Continually creating more value for Totango’s customers involves more than enhancing the technology. Nirpaz explains that companies frequently ask for help in understanding how to change their operational methodologies and business processes as a result of the user-behavior insights they gain. To that end, Totango recently established a customer forum for capturing best practices and learning from each other in improving their processes to align with their new insights in what their users do with their products.
“We want to help ensure our customers not only improve their communications with their users but also gain the ability to drive to monetization and unified value-creating goals for acquiring and retaining customers,” says Nirpaz.
Guy Nirpaz is the CEO and co-founder of Totango, a full-service customer engagement platform for SaaS and cloud applications.

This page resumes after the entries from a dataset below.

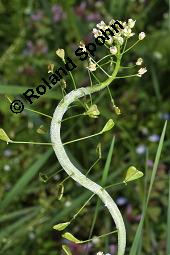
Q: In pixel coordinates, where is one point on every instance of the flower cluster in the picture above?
(119, 41)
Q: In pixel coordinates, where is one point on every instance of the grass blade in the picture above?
(138, 235)
(168, 223)
(24, 180)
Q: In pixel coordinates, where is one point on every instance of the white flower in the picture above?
(92, 66)
(141, 71)
(113, 50)
(131, 23)
(142, 36)
(139, 62)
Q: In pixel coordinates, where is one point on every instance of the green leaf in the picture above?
(109, 125)
(41, 130)
(66, 249)
(93, 111)
(43, 177)
(132, 174)
(71, 238)
(4, 137)
(61, 226)
(99, 150)
(60, 191)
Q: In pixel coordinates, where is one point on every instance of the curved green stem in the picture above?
(71, 169)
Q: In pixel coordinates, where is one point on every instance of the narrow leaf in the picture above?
(61, 226)
(3, 136)
(41, 130)
(60, 191)
(71, 238)
(109, 125)
(66, 249)
(132, 174)
(93, 111)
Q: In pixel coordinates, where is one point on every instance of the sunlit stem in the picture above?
(40, 113)
(115, 231)
(83, 138)
(93, 166)
(101, 68)
(95, 77)
(112, 185)
(72, 141)
(68, 177)
(131, 47)
(36, 143)
(74, 116)
(55, 173)
(110, 94)
(73, 218)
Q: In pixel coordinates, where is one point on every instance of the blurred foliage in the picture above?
(30, 33)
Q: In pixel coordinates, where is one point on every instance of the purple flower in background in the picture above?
(37, 16)
(150, 163)
(113, 248)
(93, 17)
(141, 149)
(58, 13)
(121, 201)
(165, 116)
(80, 9)
(154, 138)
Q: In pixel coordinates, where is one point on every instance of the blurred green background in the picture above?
(30, 33)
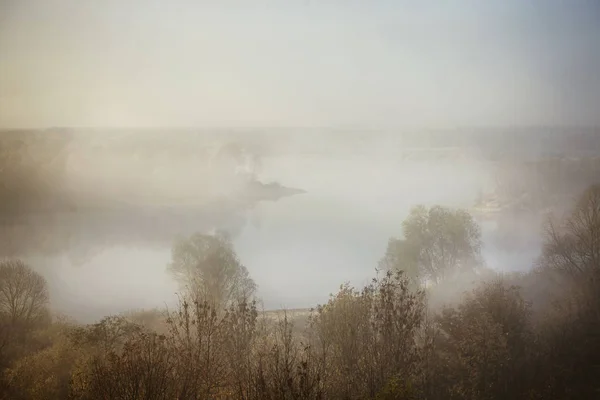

Guy is also chair of lean startup Israel and a regular blogger on Mashable. Previously Guy was the EVP R&D at GigaSpaces Technologies, a platform for enterprise cloud computing, and before that Chief System Architect at Mercury Interactive, Chief Architect for large-scale enterprise systems at IBM and an executive at several other start-up companies.
Sacha Labourey is founder and CEO of CloudBees. In 2001, Sacha joined Marc Fleury’s JBoss project as a core contributor and implemented JBoss’ original clustering features. In 2003, Sacha founded the European headquarters for JBoss and in 2005 he was appointed CTO. After the acquisition of JBoss by Red Hat, Sacha became co-General Manager of Red Hat’s middleware division until leaving in 2009 to eventually start CloudBees.
Zack Urlocker is chief operating officer at Zendesk and heads up Sales, Marketing, Business Development and Support. Zack came to Zendesk from MySQL, where he was Executive VP of Products. Besides building the business model for MySQL, he helped grow revenues to more than $100 million annually. He has more than 20 years of experience in the software industry and has held executive management positions at Active Software, webMethods and Borland.